The successful partnership between Elton John and Bernie Taupin always worked on the same principles – until the day when the performer forced his co-writer to break the rules that made them both famous.

For one, they never wrote songs with the intention of creating hits; they had stories to tell, even if the reserved, introspective Taupin presented himself very differently from the outlandish party animal John. For another, whether it was Taupin pursuing a lyric idea or John chasing a melody, they would abandon any concept that didn’t start working for them in a matter of minutes. For another, with the exception of suggesting a title from time to time, John didn’t tell Taupin what to do.

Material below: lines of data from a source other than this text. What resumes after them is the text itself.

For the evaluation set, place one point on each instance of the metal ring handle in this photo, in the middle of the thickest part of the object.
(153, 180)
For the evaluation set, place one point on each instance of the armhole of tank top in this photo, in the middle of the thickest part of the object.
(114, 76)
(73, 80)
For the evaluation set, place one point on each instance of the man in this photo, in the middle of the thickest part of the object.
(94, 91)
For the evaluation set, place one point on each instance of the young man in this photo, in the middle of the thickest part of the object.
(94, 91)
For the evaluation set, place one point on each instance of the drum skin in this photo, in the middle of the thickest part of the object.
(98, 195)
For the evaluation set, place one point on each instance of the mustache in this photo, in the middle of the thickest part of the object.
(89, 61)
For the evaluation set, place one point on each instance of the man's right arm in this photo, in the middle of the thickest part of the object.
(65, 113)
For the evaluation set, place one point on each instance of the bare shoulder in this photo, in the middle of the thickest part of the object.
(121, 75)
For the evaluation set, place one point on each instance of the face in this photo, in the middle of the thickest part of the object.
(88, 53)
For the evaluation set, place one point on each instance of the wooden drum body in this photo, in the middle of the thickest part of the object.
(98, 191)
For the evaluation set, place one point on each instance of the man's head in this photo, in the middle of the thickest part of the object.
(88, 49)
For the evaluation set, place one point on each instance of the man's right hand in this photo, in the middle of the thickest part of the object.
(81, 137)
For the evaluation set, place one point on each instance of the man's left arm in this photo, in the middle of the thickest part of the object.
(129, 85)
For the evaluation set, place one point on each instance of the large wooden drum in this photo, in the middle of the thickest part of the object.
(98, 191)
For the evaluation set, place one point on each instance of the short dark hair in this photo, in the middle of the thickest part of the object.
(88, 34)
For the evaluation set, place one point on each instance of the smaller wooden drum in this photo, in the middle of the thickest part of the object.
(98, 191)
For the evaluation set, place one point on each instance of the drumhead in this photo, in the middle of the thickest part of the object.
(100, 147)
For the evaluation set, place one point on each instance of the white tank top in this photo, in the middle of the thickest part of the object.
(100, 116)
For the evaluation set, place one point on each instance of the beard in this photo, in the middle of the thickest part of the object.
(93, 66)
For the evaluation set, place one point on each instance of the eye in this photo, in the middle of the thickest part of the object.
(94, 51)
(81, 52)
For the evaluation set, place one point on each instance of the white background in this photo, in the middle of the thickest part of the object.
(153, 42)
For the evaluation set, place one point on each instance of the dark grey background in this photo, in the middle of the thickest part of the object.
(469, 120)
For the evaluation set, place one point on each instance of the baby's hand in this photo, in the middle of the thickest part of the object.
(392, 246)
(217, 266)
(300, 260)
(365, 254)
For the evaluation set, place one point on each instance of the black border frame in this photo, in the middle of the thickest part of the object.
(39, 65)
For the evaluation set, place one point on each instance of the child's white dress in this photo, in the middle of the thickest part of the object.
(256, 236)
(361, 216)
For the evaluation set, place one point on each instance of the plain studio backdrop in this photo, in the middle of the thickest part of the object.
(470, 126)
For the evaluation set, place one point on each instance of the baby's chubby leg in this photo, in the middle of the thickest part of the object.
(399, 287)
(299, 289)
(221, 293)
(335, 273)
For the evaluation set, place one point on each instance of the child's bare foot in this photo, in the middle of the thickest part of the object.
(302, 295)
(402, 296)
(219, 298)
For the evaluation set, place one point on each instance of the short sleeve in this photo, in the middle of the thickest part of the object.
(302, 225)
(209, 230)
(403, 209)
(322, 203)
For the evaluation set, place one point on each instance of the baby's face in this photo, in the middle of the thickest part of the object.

All three of those hard-and-fast rules went sideways after John decided he wanted to write a song for his friend, tennis champion Billie Jean King. “In the summer of 1974, we were driving to one of his concerts and he looked over at me in the back of the car (I can remember, he was on my right) and he said, ‘I want to write a song for you,'” she recalled in an interview on John’s website. “I turned scarlet red, I’m sure, and went, ‘Oh, please. What?’ And he goes, ‘No, I want to write a song. What are we gonna call it?’ And I said, ‘I don’t know!’ Then he went, ‘How about “Philadelphia Freedom”?’ Because I played for the Philadelphia Freedoms [tennis team], and he used to come to watch our matches.”

John decided early on that he was aiming to write a hit, in contravention of the writing team’s standard procedure. “At the time, we were making so many albums, but we liked to make separate singles too," he explained in 1990. "I said to Bernie, ‘Will you write a song called "Philadelphia Freedom" for me? Thank you, Elton.’”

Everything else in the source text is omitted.